At its meeting this spring, the Council of General Synod considered the request contained in the communiqué issued last February by the Primates of the Anglican Communion that the Anglican Church of Canada "voluntarily withdraw" its members from this meeting of the ACC. After considerable debate, CoGS decided that we should send our three members to the meeting, but that they should not participate in the proceedings. According, Bishop Sue Moxley, Rev. Canon Allen Box and Ms Suzanne Lawson attended the meeting in Nottingham as observers.
CoGS also considered an invitation by the Primates that the Canadian and U.S. churches make presentations to the ACC "to set out the thinking behind the recent actions of their Provinces" in the case of our church, the blessing of same-sex unions, and in the case of the Episcopal Church of the United States (ECUSA), the consecration of a gay bishop.
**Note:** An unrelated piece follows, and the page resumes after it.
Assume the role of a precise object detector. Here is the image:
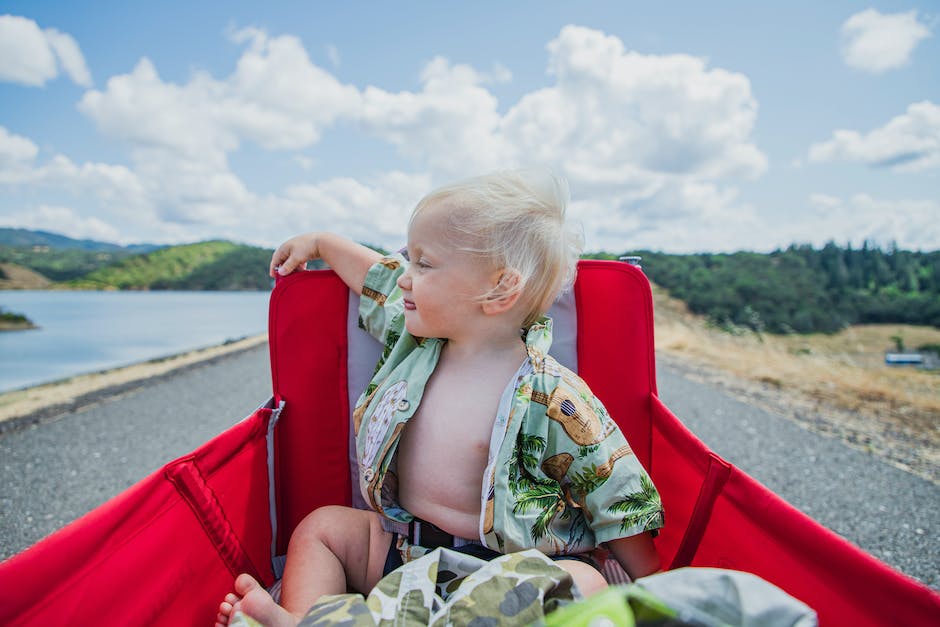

CoGS authorized me, in consultation with the Officers of General Synod, to appoint presenters. Dean Peter Elliott, Prolocutor of General Synod and Dean of New Westminster, Chancellor Robert Falby of the Diocese of Toronto, Ms Maria Jane Highway, an indigenous member of the Faith, Worship and Ministry Committee and Rev. Dr. Stephen Andrews, a member of the Primate's Theological Commission and President of Thornloe University, subsequently agreed to be our presenters. I also attended the meeting of the ACC for our presentation and was the concluding speaker.
I wish to say to you categorically that all of the people who attended this difficult and complex meeting - both our members and our presenters - acquitted themselves of their tasks with remarkable skill and dedication. Our members, sitting as non-speaking and non-participating observers, faced a difficult, frustrating and painful week; our presenters responded to the request of the Primates in a lucid, thorough and transparent way. I was proud to be among these people in Nottingham, and I believe you would have been as well. These were not easy mandates for either group and it is hard to imagine how either of them could have improved on what they did.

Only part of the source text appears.